Governance: Leadership Selection
CNCF does not require its hosted projects to follow any specific governance model by default. Instead, CNCF specifies that graduated projects need to “[e]xplicitly define a project governance and committer process.” This varied and open governance approach has led to different projects defining what is best and optimized for their community.
While there are many options for selecting leaders as part of defining governance, the ideal is to have a process that provides a fair and level playing field that defines how contributors can become leaders. The governance should be documented so that all participants clearly understand the criteria and process for moving into and out of leadership positions. Here are more details about some of the governance options for CNCF projects.
Types of Leadership Selection
Invitation
Leaders may be invited to participate in committees or other leadership roles by the people currently in those leadership roles. The Project Management Committee for Vitess is by invite with a nomination from an existing committee member followed by committee approval.
Committer / Maintainer-based
In many projects, one of the simplest and easiest ways to select leaders is to allow the existing committers or maintainers to make the selection. In some cases, this might be by invitation from another maintainer, or a person can ask to be selected for a role (self-nomination). In Envoy, new maintainers are approved via consensus by the group of senior maintainers. Jaeger uses a nomination process where a new maintainer is nominated by an existing maintainer and seconded by two other maintainers.
Elections and Voting
Elected leadership is often used for the highest levels of leadership in larger projects, since defining the election criteria and process can require more effort than some of the other options, although there are simpler ways of conducting votes. The Kubernetes Steering Committee has a robust, but more complicated process where they are elected by a vote of eligible contributors with a maximum of one-third representation from any one company. New maintainers for Harbor are nominated by an existing maintainer and must be elected by a supermajority of existing maintainers. CoreDNS has a single project lead who is elected by a vote of the maintainers. Fluentd uses voting to select maintainers, but votes are based on organizations with each organization getting one vote to prevent any one organization from dominating the vote.
Organization-based
Leadership can be defined in a way that is tied to the organization where the contributor works. In Envoy, senior maintainers are expected to represent their organization and mentor other maintainers from their organization as needed. In the case of Envoy, new maintainers are approved by the group of senior maintainers, so it also uses maintainer-based leadership selection.
Self-Selected
Leadership may also be self-selected, which is how many projects define their first set of leaders. While this is common early in a project’s lifecycle, most projects will want to move to one of these other models, at least for the top leadership group, as the project grows and matures.
Hybrid
None of these models are mutually exclusive, and many projects use a combination of these. As mentioned earlier, Envoy has both organization-based leadership and maintainer-based leadership. It is also common for projects to use voting for senior leadership roles and committer / maintainer-based for entry level leadership roles; for example, Kubernetes uses voting for the steering committee, but other roles on the contributor ladder simply need sponsorship from a couple of existing leaders.
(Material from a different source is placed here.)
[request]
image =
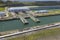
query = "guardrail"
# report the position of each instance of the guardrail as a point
(30, 30)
Best Practices for Leadership Selection
Transition from Existing Leadership to New Governance
When working on a new governance structure, careful thought should be put into how you plan to transition your existing leadership into the new structure. In most cases, you probably do not want to replace your entire leadership team when you transition to your new governance structure, since leadership continuity can help maintain consistency and knowledge transfer. It can help to plan for how your existing leaders might fill at least some of the new positions.
Rotation
Regardless of the method of leadership selection, all projects should have regular leadership turnover, both through the addition of new leaders and the retirement of old ones. This benefits not only the community around the project, but the leaders themselves; projects with low turnover tend to have serious problems with leadership burnout. Ideally, your leadership selection should allow leaders to “step away” from the project when they have conflicts or personal issues, but be eligible to apply or run for leadership positions again.
It’s also critically important for contributor recruitment for every contributor to think of themselves as a potential project leader. If there is no advancement of new leaders, contributors will regard the project as “closed” and project leadership as increasingly irrelevant to their interests. Whereas contributors looking to become project leaders will put in additional effort to accomplish project goals.
To ensure rotation, implement the following steps:
- New leader selection/election should happen at some regular interval
- Criteria for new leaders should be explicit and clear to the entire community
- Leadership positions should be theoretically open to all project contributors
- Existing project leadership should look for potential community leaders and encourage them to step forwards
Mentoring and Shadowing
Mentoring and shadowing can help grow the pipeline of new leaders by allowing contributors to learn from existing leadership. In the case of shadow programs, a contributor works closely with an existing leader to help out and learn what it takes to lead in that particular role, which gives contributors hands-on experience and demonstrates their capabilities to existing leaders. The Kubernetes community has good shadowing and mentoring programs that can be used as a model.
Increasing Leadership Diversity and Inclusion
As you define leadership selection in your governance structure, it can help to keep diversity and inclusion in mind. Elected leadership can occasionally result in a lack of diversity, so this should be kept in mind when defining the process. Invitation and committer / maintainer-based leadership can help improve the diversity and inclusion of your leadership if your existing leaders focus on sponsoring and bringing up a diverse set of contributors into leadership roles.